Many times, terms like “High Availability” and “Fault Tolerance” get thrown around as though they were the same thing. In fact, the term “fault tolerant” can mean different things to different people – and much like the terms “portal,” or “cloud,” it’s important to be clear about exactly what someone means by the term “fault tolerant.”
As part of our continuing efforts to guide you through the jargon jungle, we would like to discuss redundancy, fault tolerance, failover, and high availability, and we’d like to add one more term: continuous availability.
Our friends at Marathon Technologies shared the following graphic, which shows how IDC classifies the levels of availability:
Redundancy is simply a way of saying that you are duplicating critical components in an attempt to eliminate single points of failure.
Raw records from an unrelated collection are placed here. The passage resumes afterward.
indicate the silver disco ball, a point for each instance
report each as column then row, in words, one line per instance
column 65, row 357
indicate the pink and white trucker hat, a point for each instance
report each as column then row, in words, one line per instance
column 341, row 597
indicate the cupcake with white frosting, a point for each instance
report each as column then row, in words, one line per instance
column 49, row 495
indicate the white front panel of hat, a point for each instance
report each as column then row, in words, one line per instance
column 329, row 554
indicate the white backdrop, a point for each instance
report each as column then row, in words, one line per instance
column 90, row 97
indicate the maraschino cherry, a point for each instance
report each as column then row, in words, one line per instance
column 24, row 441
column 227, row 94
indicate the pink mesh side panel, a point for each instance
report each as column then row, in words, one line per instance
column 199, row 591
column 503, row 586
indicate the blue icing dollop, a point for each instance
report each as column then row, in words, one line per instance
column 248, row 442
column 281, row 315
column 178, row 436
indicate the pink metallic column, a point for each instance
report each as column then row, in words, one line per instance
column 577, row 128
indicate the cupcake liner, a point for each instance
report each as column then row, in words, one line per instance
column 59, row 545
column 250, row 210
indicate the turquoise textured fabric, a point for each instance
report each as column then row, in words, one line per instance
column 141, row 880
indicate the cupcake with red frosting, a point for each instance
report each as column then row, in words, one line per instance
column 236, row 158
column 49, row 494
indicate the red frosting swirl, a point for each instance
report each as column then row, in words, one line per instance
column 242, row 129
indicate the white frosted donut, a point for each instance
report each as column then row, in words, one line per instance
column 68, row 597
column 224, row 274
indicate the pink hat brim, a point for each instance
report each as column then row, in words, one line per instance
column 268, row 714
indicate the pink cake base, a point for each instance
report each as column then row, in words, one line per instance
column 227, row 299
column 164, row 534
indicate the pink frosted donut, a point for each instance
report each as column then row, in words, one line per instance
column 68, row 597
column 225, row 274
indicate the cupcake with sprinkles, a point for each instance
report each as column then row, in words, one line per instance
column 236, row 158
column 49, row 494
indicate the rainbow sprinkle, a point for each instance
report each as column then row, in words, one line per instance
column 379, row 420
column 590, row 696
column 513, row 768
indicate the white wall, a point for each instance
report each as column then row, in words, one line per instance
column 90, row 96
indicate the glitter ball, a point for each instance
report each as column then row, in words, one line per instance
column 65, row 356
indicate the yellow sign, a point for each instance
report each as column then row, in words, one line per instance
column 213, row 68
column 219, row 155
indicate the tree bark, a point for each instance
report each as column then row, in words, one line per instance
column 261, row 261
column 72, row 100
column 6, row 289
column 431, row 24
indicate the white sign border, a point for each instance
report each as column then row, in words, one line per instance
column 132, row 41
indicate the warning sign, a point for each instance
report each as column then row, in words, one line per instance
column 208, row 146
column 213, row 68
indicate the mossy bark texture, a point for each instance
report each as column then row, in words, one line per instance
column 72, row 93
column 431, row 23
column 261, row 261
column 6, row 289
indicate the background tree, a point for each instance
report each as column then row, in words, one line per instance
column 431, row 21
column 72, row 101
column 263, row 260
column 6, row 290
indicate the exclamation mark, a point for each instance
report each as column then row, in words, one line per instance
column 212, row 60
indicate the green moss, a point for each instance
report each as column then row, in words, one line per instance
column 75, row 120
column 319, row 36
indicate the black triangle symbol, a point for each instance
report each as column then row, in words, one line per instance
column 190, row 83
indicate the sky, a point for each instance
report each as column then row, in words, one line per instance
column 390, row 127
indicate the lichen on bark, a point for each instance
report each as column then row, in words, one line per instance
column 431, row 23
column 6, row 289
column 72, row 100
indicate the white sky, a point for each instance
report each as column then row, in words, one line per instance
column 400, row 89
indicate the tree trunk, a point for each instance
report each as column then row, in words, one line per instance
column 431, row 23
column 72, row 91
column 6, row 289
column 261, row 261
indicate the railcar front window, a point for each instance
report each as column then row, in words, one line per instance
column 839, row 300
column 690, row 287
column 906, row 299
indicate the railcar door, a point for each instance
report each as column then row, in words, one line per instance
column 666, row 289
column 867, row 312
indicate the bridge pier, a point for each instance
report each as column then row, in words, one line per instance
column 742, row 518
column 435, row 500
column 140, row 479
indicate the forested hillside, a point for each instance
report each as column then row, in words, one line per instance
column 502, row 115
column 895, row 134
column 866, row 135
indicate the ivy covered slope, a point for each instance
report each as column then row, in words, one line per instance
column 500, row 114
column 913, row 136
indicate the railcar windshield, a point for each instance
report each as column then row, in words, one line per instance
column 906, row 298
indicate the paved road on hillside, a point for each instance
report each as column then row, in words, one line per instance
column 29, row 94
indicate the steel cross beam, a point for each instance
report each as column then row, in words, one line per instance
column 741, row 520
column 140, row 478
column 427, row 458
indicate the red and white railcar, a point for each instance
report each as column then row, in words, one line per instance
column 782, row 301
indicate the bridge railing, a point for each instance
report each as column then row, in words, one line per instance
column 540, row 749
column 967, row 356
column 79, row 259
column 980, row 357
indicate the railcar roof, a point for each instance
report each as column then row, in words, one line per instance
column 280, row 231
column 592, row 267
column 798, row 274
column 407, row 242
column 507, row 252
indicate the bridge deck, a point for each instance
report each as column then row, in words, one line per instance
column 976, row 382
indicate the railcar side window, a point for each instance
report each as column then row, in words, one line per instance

Multiple power supplies, hot-plug disk drive arrays, multi-pathing with additional switches, and even duplicate servers are all part of building redundant systems.
Unfortunately, there are some failures, particularly if we’re talking about server hardware, that can take a system down regardless of how much you’ve tried to make it redundant. You can build a server with redundant hot-plug power supplies and redundant hot-plug disk drives, and still have the system go down if the motherboard fails – not likely, but still possible. And if it does happen, the server is down. That’s why IDC classifies this as “Availability Level 1″ (“AL1″ on the graphic)…just one level above no protection at all.
The next step up is some kind of failover solution. If a server experiences a catastrophic failure, the work loads are “failed over” to a system that is capable of supporting those workloads. Depending on those work loads, and what kind of fail-over solution you have, that process can take anywhere from minutes to hours. If you’re at “AL2,” and you’ve replicated your data using, say, SAN replication or some kind of server-to-server replication, it could take a considerable amount of time to actually get things running again. If your servers are virtualized, with multiple virtualization hosts running against a shared storage repository, you may be able to configure your virtualization infrastructure to automatically restart a critical workload on a surviving host if the host it was running on experiences a catastrophic failure – meaning that your critical system is back up and on-line in the amount of time it takes the system to reboot – typically 5 to 10 minutes.
If you’re using clustering technology, your cluster may be able to fail over in a matter of seconds (“AL3″ on the graphic). Microsoft server clustering is a classic example of this. Of course, it means that your application has to be cluster-aware, you have to be running Windows Enterprise Edition, and you may have to purchase multiple licenses for your application as well. And managing a cluster is not trivial, particularly when you’ve fixed whatever failed and it’s time to unwind all the stuff that happened when you failed over. And your application was still unavailable during whatever interval of time was required for the cluster to detect the failure and complete the failover process.
You could argue that a fail over of 5 minutes or less equals a highly available system, and indeed there are probably many cases where you wouldn’t need anything better than that. But it is not truly fault tolerant. It’s probably not good enough if you are, say, running a security application that’s controlling the smart-card access to secured areas in an airport, or a video surveillance system that sufficiently critical that you can’t afford to have a 5-minute gap in your video record, or a process control system where a five minute halt means you’ve lost the integrity of your work in process and potentially have to discard thousands of dollars worth of raw material and lose thousands more in lost productivity while you clean out your assembly line and restart it.
That brings us to the concept of continuous availability. This is the highest level of availability, and what we consider to be true fault tolerance. Instead of simply failing workloads over, this level allows for continuous processing without disruption of access to those workloads. Since there is no disruption in service there is no data loss, no loss of productivity and no waiting for your systems to restart your workloads.
So all this leads to the question of what your business needs.
Do you have applications that are critical to your organization? If those applications go down how long could you afford to be without access to them? If those applications go down how much data can you afford to lose? 5 minutes? An hour? And, most importantly, what does it cost you if that application is unavailable for a period of time? Do you know, or can you calculate it?
This is another way to ask what the requirements are for your “RTO” (“Recovery Time Objective” – i.e., how long, when a system goes down, do you have before you must be back up) and “RPO” (“Recovery Point Objective” – i.e., when you do get the system back up, how much data it is OK to have lost in the process). We’ve discussed these concepts in previous posts. These are questions that only you can answer, and the answers are significantly different depending on your business model. If you’re a small business, and your accounting server goes down, and all it means is that you have to wait until tomorrow to enter today’s transactions, it’s a far different situation from a major bank that is processing millions of dollars in credit card transactions.
If you can satisfy your business needs by deploying one of the lower levels of availability, great! Just don’t settle for an AL1 or even an AL3 solution if what your business truly demands is continuous availability.